The inquiry also heard about tensions between the RCMP and CSIS, including petty rivalries, confusion about policies and general disarray in intelligence work leading up to the bombing.
Ujjal Dosanjh, by this time a Liberal member of Parliament, and Tara Hayer’s son, Dave, then member of the British Columbia legislature, testified about the climate of fear that existed in BC's Indo-Canadian community for two decades. Extremist threats, attacks and even the murder of Hayer's father have all gone unprosecuted, they said.
On 17 June 2010, Major released a 4,000-page, five-volume report making 64 recommendations. He chastised successive Canadian governments for treating the relatives of those who died in the nation's deadliest terrorist attack as "adversaries, as if they had somehow brought this calamity upon themselves." He said they deserved an apology and compensation – a recommendation Prime Minister Stephen Harper immediately accepted.
Major also criticized the RCMP, CSIS and other government agencies for ignoring repeated warnings and for failing to stop the deadly blasts. "A cascading series of errors contributed to the failure of our police and security forces to prevent this atrocity," he said. "The level of error, incompetence, and inattention which took place before the flight was sadly mirrored in many ways for many years, in how authorities, Governments, and institutions dealt with the aftermath of the murder of so many innocents: in the investigation, the legal proceedings, and in providing information, support and comfort to the families.”
Major called for the federal government's National Security Advisor to be given responsibility for preventing turf wars between agencies. He also called for a national director of terrorism prosecutions, a new coordinator of witness protection for terrorism cases, and sweeping changes to close the gaps in airport security.
Federal Apology
A week later, on the 25th anniversary of the bombing, Prime Minister Harper issued a formal apology for the errors that were made by government agencies both before and after the tragedy.
On Sept. 19, 2010, a jury convicted Inderjit Singh Reyat of perjury for lying at the Air India trial.

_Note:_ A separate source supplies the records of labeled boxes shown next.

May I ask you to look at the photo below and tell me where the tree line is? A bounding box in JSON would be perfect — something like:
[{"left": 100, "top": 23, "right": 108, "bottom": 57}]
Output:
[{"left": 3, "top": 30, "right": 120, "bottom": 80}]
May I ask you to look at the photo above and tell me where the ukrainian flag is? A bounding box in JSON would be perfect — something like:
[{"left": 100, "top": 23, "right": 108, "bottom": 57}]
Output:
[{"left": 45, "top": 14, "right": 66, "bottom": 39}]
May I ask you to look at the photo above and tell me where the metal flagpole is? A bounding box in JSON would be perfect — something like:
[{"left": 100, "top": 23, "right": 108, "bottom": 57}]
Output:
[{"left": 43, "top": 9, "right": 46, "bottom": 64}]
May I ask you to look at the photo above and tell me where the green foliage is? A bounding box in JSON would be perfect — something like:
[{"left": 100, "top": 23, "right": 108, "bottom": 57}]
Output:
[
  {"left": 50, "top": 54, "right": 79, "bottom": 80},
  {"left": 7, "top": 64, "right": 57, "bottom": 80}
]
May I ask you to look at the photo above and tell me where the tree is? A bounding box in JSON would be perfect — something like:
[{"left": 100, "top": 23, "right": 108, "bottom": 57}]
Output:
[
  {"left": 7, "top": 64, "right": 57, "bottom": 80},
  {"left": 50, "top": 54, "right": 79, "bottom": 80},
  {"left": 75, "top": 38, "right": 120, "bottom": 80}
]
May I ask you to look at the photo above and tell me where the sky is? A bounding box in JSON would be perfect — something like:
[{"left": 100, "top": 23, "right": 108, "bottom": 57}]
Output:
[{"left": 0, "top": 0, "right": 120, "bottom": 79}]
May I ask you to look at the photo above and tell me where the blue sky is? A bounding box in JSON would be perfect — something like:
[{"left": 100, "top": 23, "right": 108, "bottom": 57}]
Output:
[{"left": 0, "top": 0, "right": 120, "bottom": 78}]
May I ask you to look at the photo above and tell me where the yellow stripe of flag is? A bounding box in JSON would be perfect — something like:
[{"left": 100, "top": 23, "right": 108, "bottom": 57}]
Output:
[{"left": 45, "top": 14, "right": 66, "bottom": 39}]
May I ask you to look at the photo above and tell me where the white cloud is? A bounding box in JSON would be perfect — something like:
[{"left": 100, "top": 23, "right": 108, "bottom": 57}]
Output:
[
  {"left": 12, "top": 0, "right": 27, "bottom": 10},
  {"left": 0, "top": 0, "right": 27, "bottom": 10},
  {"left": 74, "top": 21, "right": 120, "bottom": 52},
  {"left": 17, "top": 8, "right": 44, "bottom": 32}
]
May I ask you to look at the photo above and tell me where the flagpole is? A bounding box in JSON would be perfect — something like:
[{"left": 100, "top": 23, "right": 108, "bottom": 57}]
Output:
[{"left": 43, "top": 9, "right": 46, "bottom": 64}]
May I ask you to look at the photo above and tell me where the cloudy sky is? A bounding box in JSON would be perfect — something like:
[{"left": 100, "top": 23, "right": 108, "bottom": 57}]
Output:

When Justice Mark McEwan sentenced him to nine years, he said Reyat “behaved nothing like a remorseful man unwittingly implicated in mass murder. In the witness box, Mr. Reyat behaved like a man still committed to a cause which treated hundreds of men, women and children [as] expendable,” McEwan said.
Reyat was released to a halfway house in January 2016. A year later, the parole board said he could now move back home.